Montagne poussa un grognement métallique qu’il modula pour chanter quelque chose d’étrangement nostalgique.
- Merci mon grand. C’est gentil …
Je mis ma main sur son corps froid, appréciant le contact légèrement anesthésiant, bienvenu en cet automne.
Il ne dit rien de plus, avant de plonger dans le sol, forant la pierre en produisant un grondement strident, comme une meule ou le grattement d’une fourchette sur une assiette. Le vacarme fit s’envoler une volée d’Etourvol, accompagné d’une petite secousse.
Je serrai les dents, les mains sur les oreilles, avant de regarder le trou qu’il avait foré. Il semblait que Montagne ait envie de se défouler un peu et je laissai tous les autres se détendre à leur façon, tandis que je montai la tente.
Montagne allait revenir, j’en étais certaine. Cependant, une petite part de moi-même était toujours percluse de doutes. Je la fis taire, ricanant nerveusement.
- J’ai confiance en moi.
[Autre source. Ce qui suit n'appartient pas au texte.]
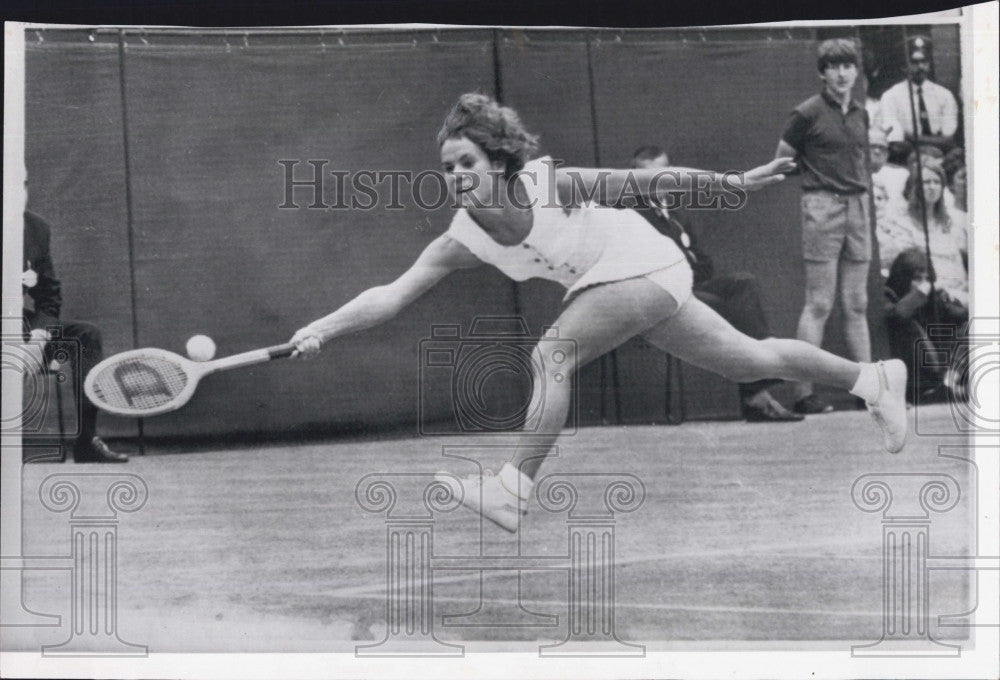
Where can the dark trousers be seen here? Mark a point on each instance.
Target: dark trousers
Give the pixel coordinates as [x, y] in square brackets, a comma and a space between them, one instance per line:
[81, 344]
[736, 297]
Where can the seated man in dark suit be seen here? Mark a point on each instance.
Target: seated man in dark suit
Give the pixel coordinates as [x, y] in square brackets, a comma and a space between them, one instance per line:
[43, 293]
[736, 297]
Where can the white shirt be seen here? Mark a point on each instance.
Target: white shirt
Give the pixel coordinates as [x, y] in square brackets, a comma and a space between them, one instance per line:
[576, 246]
[942, 109]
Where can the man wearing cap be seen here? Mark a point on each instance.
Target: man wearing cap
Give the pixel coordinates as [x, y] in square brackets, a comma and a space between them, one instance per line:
[935, 106]
[889, 176]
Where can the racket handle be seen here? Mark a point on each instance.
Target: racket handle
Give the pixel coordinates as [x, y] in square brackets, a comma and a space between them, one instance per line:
[281, 351]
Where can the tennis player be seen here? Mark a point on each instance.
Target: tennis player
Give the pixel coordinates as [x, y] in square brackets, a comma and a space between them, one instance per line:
[623, 279]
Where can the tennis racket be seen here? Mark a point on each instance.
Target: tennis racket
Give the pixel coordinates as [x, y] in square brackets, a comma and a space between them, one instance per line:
[147, 382]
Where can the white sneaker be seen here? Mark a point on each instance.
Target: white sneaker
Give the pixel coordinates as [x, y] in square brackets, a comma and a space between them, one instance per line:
[487, 496]
[889, 409]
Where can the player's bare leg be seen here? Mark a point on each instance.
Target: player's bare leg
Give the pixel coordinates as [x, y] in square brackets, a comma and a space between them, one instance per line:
[698, 335]
[597, 321]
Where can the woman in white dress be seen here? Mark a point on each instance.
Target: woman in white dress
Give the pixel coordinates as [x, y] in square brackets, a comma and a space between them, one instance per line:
[622, 277]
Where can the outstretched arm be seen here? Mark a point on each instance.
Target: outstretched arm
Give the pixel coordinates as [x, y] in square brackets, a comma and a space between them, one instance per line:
[377, 305]
[608, 185]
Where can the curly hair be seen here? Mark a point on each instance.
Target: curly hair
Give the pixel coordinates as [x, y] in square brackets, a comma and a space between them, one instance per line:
[837, 51]
[495, 129]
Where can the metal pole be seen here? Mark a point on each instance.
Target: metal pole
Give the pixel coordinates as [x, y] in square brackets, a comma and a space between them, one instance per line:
[920, 182]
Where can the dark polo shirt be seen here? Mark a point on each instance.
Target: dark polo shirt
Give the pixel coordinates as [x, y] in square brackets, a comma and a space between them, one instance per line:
[832, 145]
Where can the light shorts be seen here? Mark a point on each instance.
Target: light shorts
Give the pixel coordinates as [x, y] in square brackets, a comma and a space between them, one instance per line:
[677, 279]
[836, 226]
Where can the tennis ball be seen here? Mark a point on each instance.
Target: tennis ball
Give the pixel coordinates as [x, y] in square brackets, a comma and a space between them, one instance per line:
[200, 347]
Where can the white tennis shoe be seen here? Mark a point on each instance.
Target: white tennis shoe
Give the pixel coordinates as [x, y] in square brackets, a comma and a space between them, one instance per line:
[486, 495]
[889, 408]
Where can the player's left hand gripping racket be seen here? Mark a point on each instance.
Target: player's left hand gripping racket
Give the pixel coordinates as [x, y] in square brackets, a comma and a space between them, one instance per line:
[147, 382]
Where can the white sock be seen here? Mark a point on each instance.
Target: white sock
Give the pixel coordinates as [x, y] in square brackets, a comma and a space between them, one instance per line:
[869, 385]
[515, 481]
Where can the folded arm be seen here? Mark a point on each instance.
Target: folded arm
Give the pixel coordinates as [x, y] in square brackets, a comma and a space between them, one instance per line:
[607, 185]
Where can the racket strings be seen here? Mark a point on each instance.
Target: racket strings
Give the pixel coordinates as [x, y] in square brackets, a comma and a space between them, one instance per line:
[140, 382]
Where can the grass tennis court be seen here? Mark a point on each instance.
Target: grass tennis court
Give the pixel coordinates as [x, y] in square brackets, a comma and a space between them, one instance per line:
[748, 532]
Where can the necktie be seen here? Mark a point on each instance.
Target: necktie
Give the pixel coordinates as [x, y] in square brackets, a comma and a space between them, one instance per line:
[925, 121]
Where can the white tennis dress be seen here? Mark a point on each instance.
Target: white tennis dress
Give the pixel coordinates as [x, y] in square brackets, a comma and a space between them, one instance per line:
[578, 246]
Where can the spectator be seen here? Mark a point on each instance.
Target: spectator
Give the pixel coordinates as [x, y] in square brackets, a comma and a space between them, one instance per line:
[736, 297]
[895, 232]
[955, 172]
[945, 236]
[891, 177]
[909, 310]
[936, 108]
[828, 134]
[43, 292]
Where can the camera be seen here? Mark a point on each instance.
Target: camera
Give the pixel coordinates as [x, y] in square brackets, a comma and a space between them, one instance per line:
[481, 383]
[44, 411]
[967, 361]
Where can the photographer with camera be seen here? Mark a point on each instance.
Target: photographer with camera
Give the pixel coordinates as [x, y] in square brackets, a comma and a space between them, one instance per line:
[43, 302]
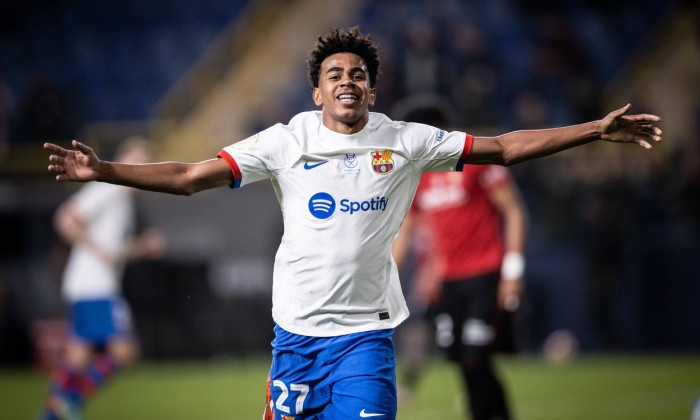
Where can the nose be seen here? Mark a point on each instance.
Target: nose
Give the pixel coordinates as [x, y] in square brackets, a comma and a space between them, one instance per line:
[347, 80]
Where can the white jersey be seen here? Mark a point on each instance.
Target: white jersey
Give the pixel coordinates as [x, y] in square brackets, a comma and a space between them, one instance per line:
[108, 213]
[343, 199]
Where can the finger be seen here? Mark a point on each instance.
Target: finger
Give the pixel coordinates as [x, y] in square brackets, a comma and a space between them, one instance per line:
[80, 146]
[54, 148]
[621, 111]
[57, 159]
[648, 118]
[642, 142]
[56, 168]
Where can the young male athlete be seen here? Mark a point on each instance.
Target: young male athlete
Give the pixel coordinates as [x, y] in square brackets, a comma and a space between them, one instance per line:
[345, 179]
[99, 222]
[477, 223]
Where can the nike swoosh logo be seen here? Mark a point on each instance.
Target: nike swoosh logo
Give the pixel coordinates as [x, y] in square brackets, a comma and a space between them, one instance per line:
[308, 165]
[363, 414]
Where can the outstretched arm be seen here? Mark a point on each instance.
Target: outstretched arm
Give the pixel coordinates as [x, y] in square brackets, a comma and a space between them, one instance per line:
[518, 146]
[82, 164]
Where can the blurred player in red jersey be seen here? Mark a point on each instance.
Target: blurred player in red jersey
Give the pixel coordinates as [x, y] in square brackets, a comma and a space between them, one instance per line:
[472, 268]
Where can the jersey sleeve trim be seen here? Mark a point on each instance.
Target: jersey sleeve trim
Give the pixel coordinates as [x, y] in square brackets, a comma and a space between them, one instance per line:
[468, 143]
[234, 168]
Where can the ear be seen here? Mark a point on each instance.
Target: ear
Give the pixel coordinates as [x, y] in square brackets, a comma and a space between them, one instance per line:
[316, 95]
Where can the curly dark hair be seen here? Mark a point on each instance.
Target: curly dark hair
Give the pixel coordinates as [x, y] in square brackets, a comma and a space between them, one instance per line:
[344, 40]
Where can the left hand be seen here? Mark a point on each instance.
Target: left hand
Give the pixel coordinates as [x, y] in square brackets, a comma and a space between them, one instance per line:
[621, 128]
[509, 292]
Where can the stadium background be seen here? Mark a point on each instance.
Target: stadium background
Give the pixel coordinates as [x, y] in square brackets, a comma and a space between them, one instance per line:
[196, 76]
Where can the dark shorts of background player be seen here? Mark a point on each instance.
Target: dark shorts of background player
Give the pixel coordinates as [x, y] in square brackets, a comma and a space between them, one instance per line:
[467, 320]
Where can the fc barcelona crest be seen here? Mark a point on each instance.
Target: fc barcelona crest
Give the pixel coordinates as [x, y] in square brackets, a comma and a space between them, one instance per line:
[382, 162]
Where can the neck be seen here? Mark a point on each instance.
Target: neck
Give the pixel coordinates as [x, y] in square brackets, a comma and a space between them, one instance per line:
[345, 127]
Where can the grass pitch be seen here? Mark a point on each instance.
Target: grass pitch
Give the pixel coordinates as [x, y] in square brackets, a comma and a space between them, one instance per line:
[623, 387]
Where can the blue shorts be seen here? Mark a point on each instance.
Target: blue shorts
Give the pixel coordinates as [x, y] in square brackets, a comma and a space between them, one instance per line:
[346, 377]
[97, 321]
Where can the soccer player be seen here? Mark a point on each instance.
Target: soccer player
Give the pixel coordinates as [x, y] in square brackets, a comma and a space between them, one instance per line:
[345, 178]
[477, 220]
[99, 223]
[473, 268]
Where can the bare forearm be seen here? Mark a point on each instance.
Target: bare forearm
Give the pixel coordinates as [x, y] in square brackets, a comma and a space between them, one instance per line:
[167, 177]
[518, 146]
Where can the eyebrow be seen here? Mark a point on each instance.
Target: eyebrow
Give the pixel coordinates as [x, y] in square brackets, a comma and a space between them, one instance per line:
[352, 70]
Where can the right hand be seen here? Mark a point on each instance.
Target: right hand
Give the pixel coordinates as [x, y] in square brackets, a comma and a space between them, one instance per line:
[80, 164]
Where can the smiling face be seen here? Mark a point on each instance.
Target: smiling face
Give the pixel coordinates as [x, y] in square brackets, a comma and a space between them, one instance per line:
[344, 92]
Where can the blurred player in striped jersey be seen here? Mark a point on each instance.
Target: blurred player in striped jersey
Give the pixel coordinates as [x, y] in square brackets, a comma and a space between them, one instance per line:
[99, 222]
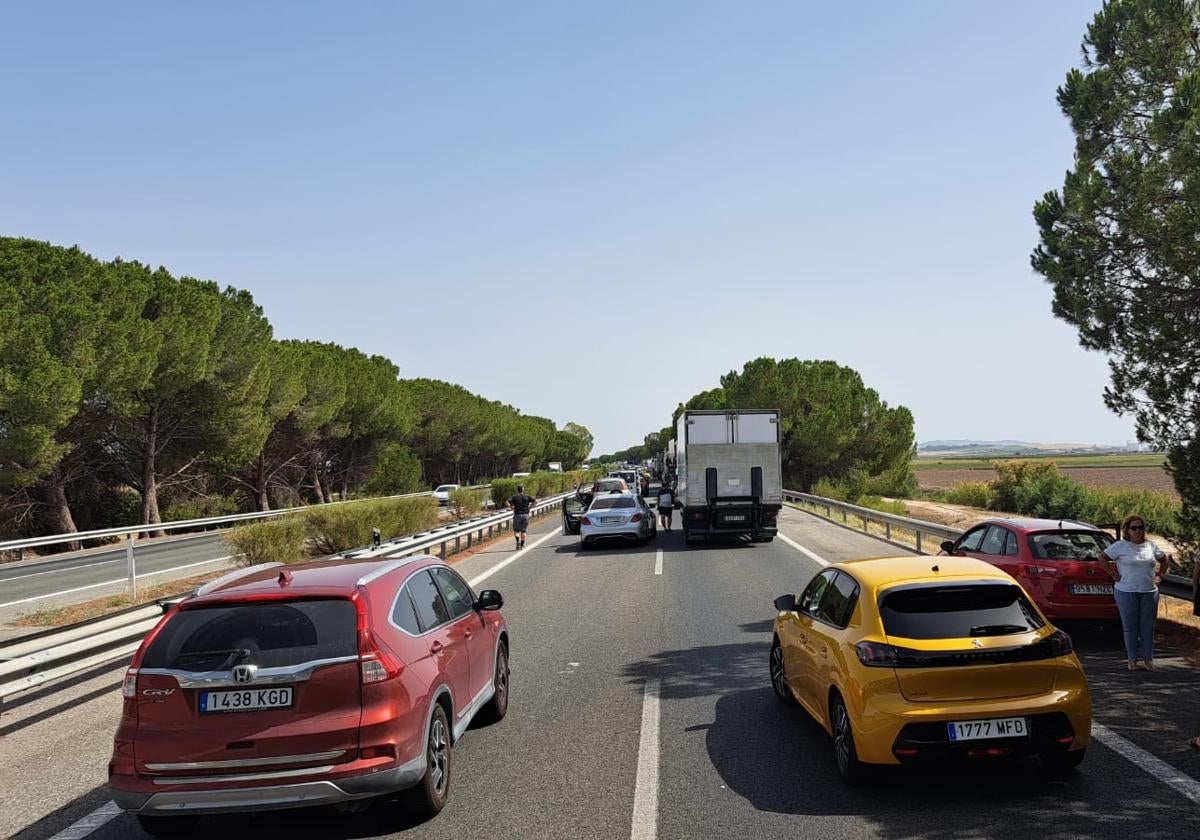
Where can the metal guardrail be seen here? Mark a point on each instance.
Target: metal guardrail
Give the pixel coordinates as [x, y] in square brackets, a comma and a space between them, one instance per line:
[64, 652]
[1175, 586]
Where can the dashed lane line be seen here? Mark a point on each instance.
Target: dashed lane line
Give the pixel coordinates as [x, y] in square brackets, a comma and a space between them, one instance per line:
[646, 786]
[84, 827]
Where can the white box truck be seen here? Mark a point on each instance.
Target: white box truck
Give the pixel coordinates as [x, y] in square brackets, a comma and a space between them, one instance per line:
[729, 474]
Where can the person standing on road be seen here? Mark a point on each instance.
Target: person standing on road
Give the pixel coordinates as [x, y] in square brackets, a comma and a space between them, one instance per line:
[666, 505]
[1137, 567]
[521, 505]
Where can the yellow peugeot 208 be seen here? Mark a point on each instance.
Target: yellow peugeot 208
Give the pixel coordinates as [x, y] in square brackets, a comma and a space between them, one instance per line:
[906, 659]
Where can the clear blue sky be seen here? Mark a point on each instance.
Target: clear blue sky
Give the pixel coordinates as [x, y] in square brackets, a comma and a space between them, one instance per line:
[588, 211]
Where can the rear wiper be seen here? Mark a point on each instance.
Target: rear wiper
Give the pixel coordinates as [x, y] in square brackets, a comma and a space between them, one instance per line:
[232, 657]
[997, 629]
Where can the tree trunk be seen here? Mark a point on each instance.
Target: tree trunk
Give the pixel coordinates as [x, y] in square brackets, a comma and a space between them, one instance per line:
[150, 474]
[59, 509]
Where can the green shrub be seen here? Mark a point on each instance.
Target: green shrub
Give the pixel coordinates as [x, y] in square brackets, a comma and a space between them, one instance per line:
[465, 503]
[885, 505]
[971, 493]
[337, 528]
[281, 540]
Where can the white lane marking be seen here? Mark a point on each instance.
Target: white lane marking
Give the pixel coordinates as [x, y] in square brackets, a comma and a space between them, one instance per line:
[804, 551]
[483, 576]
[646, 787]
[1156, 767]
[89, 823]
[109, 583]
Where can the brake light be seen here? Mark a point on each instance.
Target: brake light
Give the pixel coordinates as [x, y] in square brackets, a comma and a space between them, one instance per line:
[877, 655]
[1060, 643]
[377, 663]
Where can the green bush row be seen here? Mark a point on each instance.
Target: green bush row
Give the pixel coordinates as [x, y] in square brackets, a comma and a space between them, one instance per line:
[329, 529]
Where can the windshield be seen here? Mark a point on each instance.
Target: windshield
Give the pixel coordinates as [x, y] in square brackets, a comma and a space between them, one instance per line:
[611, 502]
[1069, 545]
[958, 611]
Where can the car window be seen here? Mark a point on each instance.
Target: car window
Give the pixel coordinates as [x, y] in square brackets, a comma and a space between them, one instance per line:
[1069, 545]
[838, 600]
[811, 598]
[431, 609]
[994, 540]
[958, 611]
[972, 540]
[610, 502]
[456, 592]
[403, 613]
[265, 634]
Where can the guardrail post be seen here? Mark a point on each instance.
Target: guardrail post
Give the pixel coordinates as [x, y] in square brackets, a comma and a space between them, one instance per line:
[132, 567]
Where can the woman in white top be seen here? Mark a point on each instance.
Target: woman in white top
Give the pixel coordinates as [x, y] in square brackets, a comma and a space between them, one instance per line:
[1138, 567]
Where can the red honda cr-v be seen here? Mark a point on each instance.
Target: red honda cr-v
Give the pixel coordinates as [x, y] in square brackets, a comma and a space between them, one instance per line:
[311, 684]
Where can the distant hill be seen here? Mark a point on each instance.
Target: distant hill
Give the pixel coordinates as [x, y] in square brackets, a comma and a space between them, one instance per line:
[1012, 448]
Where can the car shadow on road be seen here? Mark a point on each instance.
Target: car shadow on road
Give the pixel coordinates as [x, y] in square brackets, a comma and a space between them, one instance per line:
[780, 760]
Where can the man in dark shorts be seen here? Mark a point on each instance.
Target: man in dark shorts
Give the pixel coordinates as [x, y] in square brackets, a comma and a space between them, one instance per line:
[666, 505]
[521, 505]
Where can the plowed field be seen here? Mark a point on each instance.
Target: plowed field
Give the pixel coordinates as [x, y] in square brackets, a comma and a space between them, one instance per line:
[1113, 478]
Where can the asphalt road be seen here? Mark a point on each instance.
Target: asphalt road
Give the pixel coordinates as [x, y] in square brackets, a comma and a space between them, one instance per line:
[576, 755]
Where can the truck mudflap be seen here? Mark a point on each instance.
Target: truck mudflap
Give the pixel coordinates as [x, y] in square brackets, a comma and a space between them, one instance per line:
[731, 517]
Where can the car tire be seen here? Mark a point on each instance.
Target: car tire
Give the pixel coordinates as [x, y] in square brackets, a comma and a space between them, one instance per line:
[1062, 763]
[779, 675]
[432, 791]
[850, 769]
[498, 706]
[174, 826]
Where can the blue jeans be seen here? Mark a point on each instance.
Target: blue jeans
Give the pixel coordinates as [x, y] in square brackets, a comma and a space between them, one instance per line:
[1138, 613]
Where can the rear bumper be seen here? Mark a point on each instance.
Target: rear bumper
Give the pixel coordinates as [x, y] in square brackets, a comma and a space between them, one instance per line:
[131, 795]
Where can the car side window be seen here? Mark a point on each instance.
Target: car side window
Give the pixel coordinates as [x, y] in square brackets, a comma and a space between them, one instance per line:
[972, 540]
[838, 601]
[403, 613]
[994, 540]
[431, 609]
[456, 592]
[1012, 549]
[810, 600]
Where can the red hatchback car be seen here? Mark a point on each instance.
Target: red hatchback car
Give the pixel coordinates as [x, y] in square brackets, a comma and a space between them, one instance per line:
[311, 684]
[1056, 562]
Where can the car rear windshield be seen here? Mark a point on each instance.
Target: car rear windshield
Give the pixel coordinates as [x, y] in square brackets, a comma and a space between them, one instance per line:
[268, 634]
[612, 502]
[958, 611]
[1069, 545]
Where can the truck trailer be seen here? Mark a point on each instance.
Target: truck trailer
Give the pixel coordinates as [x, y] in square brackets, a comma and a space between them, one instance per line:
[729, 474]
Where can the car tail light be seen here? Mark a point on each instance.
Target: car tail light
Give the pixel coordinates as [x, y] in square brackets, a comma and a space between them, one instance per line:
[377, 663]
[879, 655]
[1059, 643]
[1038, 571]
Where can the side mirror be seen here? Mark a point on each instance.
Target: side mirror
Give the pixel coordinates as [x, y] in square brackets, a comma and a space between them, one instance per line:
[490, 599]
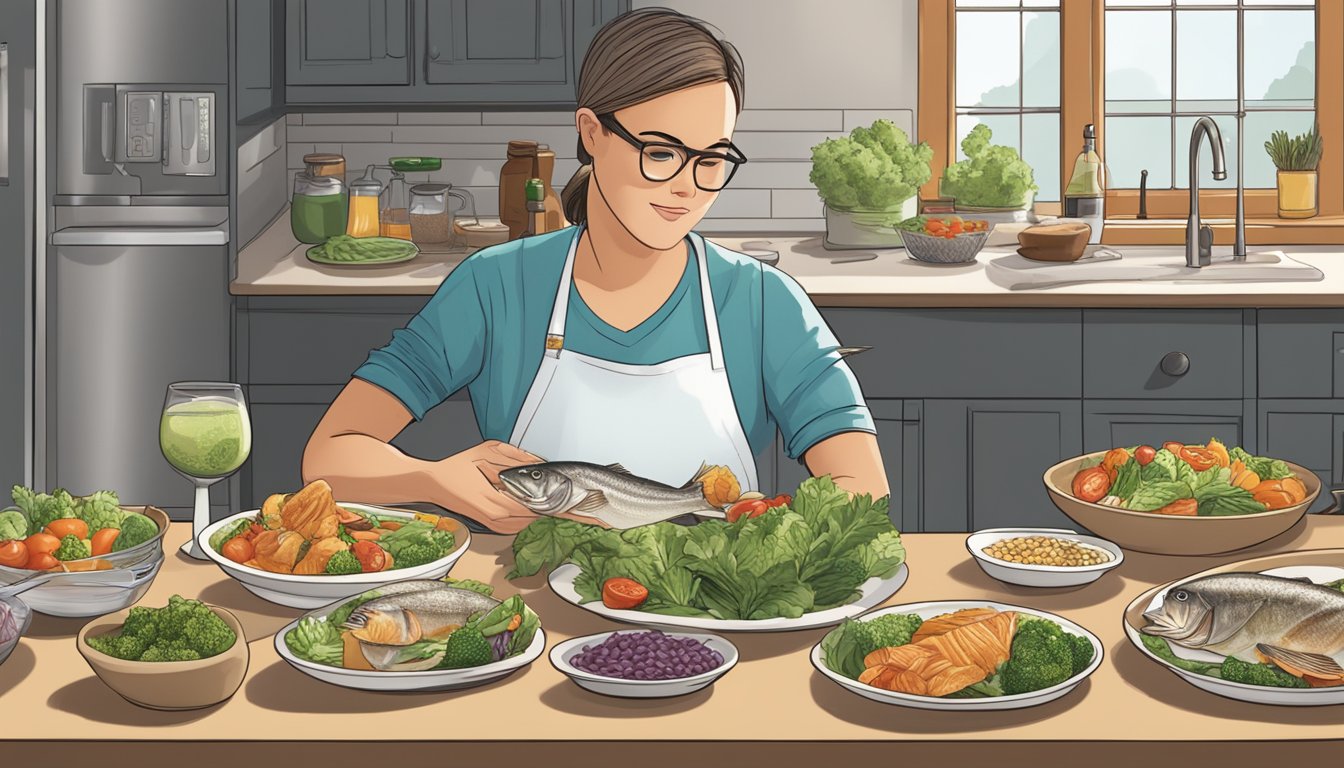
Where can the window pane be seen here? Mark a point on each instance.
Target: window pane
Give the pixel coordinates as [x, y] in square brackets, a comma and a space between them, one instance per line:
[1040, 59]
[1139, 57]
[1135, 144]
[1206, 57]
[1280, 55]
[988, 59]
[1040, 151]
[1005, 128]
[1227, 127]
[1260, 170]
Je ne suis peut être pas la meilleure, mais je vais essayer de bien les traiter et de réparer mon erreur.
- Mais en même temps, si tu n’as pas un tant soit peu confiance en toi, qui le fera ? ricana ma conscience.
- Mes pokémon … parce que ensemble, nous formons une famille. Je peux leur faire confiance et … même si je merde, ils me pardonnent. Je … je crois en eux. Maintenant, tais-toi.
Je me glissai sous le duvet. je n’arrivais pas à dormir sans au moins une couche au-dessus de moi.
Mal à l’aise, je parvins tout de même à m’endormir, Espoir était lové dans sa coquille, accolé à mon sac à la teinture qui s'était délavée sous le soleil. J'allais devoir le changer à un moment ou à un autre, les bretelles avaient les extrémités qui s’effilochaient peu à peu.